Uno de los cambios más visibles se dio en el acceso a la educación. Durante buena parte del siglo pasado, muchas mujeres cursaban estudios superiores con la expectativa social de que el matrimonio y el trabajo doméstico serían su destino principal. La expansión de la matrícula femenina en las universidades transformó esa realidad y permitió una presencia creciente de mujeres en profesiones, centros de investigación, empresas, instituciones públicas y espacios de toma de decisiones.

A partir de las décadas de 1970 y 1980, el movimiento incorporó nuevas discusiones sobre los derechos sexuales y reproductivos, la corresponsabilidad en los cuidados y la igualdad en el ámbito laboral. La celebración de la Primera Conferencia Mundial sobre la Mujer, organizada por las Naciones Unidas en la Ciudad de México en 1975, consolidó al país como uno de los principales escenarios del debate internacional sobre los derechos de las mujeres y favoreció el intercambio de experiencias entre organizaciones de distintas regiones del mundo.

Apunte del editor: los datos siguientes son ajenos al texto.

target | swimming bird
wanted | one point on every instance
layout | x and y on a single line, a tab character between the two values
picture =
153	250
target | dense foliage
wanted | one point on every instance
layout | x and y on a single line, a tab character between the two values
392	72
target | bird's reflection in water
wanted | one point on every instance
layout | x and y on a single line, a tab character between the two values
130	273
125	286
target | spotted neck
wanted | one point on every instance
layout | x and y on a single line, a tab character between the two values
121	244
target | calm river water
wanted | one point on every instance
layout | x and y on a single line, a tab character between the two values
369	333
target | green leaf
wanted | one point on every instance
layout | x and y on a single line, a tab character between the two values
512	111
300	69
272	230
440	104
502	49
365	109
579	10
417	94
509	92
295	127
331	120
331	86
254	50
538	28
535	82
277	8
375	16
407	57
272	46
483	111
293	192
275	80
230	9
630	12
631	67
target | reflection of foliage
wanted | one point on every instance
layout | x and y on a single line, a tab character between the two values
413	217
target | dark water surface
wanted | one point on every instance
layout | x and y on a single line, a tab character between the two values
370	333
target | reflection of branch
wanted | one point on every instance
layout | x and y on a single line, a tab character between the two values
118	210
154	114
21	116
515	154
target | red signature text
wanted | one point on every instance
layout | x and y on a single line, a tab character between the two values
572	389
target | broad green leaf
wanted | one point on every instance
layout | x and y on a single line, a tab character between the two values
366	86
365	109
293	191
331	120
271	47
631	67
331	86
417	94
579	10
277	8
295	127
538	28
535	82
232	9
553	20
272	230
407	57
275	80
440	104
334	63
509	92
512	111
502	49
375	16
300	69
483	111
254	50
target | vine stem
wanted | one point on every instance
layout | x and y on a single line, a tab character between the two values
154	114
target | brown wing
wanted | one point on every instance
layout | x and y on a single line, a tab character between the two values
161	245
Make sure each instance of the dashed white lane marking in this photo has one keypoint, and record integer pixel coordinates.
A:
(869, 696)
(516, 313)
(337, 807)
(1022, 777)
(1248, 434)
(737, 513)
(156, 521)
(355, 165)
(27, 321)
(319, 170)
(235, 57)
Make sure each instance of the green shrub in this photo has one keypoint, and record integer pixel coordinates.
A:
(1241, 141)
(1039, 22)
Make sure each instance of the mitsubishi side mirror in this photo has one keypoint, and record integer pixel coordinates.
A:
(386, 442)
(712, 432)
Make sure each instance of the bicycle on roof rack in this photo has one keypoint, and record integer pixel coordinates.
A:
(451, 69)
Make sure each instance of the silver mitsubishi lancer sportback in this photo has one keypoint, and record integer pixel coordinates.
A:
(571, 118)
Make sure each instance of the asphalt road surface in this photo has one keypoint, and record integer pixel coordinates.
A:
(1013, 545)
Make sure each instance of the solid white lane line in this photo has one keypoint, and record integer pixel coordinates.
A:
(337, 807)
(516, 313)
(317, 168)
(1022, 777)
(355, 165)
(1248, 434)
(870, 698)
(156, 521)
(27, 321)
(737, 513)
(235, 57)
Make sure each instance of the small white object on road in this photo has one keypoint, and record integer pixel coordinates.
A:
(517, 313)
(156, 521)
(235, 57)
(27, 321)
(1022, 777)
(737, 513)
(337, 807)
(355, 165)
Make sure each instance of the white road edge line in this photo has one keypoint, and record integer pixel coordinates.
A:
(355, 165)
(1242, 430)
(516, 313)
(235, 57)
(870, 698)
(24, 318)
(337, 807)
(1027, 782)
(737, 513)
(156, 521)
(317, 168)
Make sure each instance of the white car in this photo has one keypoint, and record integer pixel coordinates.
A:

En los últimos años, la violencia de género ha ocupado un lugar central en la agenda pública. Movilizaciones contra los feminicidios, campañas de sensibilización y movimientos impulsados desde las redes sociales, como #MeToo, contribuyeron a visibilizar distintas formas de violencia y a promover reformas legales orientadas a fortalecer los mecanismos de prevención, atención y acceso a la justicia.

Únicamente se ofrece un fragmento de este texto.